LKML Archive on lore.kernel.org
 help / color / Atom feed
From: "Rafael J. Wysocki" <rjw@rjwysocki.net>
To: Peter Zijlstra <peterz@infradead.org>,
	Linux PM <linux-pm@vger.kernel.org>
Cc: Frederic Weisbecker <fweisbec@gmail.com>,
	Thomas Gleixner <tglx@linutronix.de>,
	Paul McKenney <paulmck@linux.vnet.ibm.com>,
	Thomas Ilsche <thomas.ilsche@tu-dresden.de>,
	Doug Smythies <dsmythies@telus.net>,
	Rik van Riel <riel@surriel.com>,
	Aubrey Li <aubrey.li@linux.intel.com>,
	Mike Galbraith <mgalbraith@suse.de>,
	LKML <linux-kernel@vger.kernel.org>
Subject: [RFT][PATCH v7 6/8] sched: idle: Select idle state before stopping the tick
Date: Tue, 20 Mar 2018 16:45:47 +0100
Message-ID: <2249320.0Z4q8AXauv@aspire.rjw.lan> (raw)
In-Reply-To: <2390019.oHdSGtR3EE@aspire.rjw.lan>

From: Rafael J. Wysocki <rafael.j.wysocki@intel.com>

In order to address the issue with short idle duration predictions
by the idle governor after the tick has been stopped, reorder the
code in cpuidle_idle_call() so that the governor idle state selection
runs before tick_nohz_idle_go_idle() and use the "nohz" hint returned
by cpuidle_select() to decide whether or not to stop the tick.

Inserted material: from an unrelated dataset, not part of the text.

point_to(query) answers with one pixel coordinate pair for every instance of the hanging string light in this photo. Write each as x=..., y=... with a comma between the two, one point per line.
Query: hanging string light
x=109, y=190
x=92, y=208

This isn't straightforward, because menu_select() invokes
tick_nohz_get_sleep_length() to get the time to the next timer
event and the number returned by the latter comes from
__tick_nohz_idle_enter().  Fortunately, however, it is possible
to compute that number without actually stopping the tick and with
the help of the existing code.

Namely, notice that tick_nohz_stop_sched_tick() already computes the
next timer event time to reprogram the scheduler tick hrtimer and
that time can be used as a proxy for the actual next timer event
time in the idle duration predicition.  Moreover, it is possible
to split tick_nohz_stop_sched_tick() into two separate routines,
one computing the time to the next timer event and the other
simply stopping the tick when the time to the next timer event
is known.

Accordingly, split tick_nohz_stop_sched_tick() into
tick_nohz_next_event() and tick_nohz_stop_tick() and use the
former in tick_nohz_get_sleep_length().  Add two new extra fields,
timer_expires and timer_expires_base, to struct tick_sched for
passing data between these two new functions and to indicate that
tick_nohz_next_event() has run and tick_nohz_stop_tick() can be
called now.  Also drop the now redundant sleep_length field from
there.

Signed-off-by: Rafael J. Wysocki <rafael.j.wysocki@intel.com>
---

v5 -> v7:
  * Rebase on top of the new [5/8].

---
 include/linux/tick.h     |    2 
 kernel/sched/idle.c      |   11 ++-
 kernel/time/tick-sched.c |  156 +++++++++++++++++++++++++++++++----------------
 kernel/time/tick-sched.h |    6 +
 4 files changed, 120 insertions(+), 55 deletions(-)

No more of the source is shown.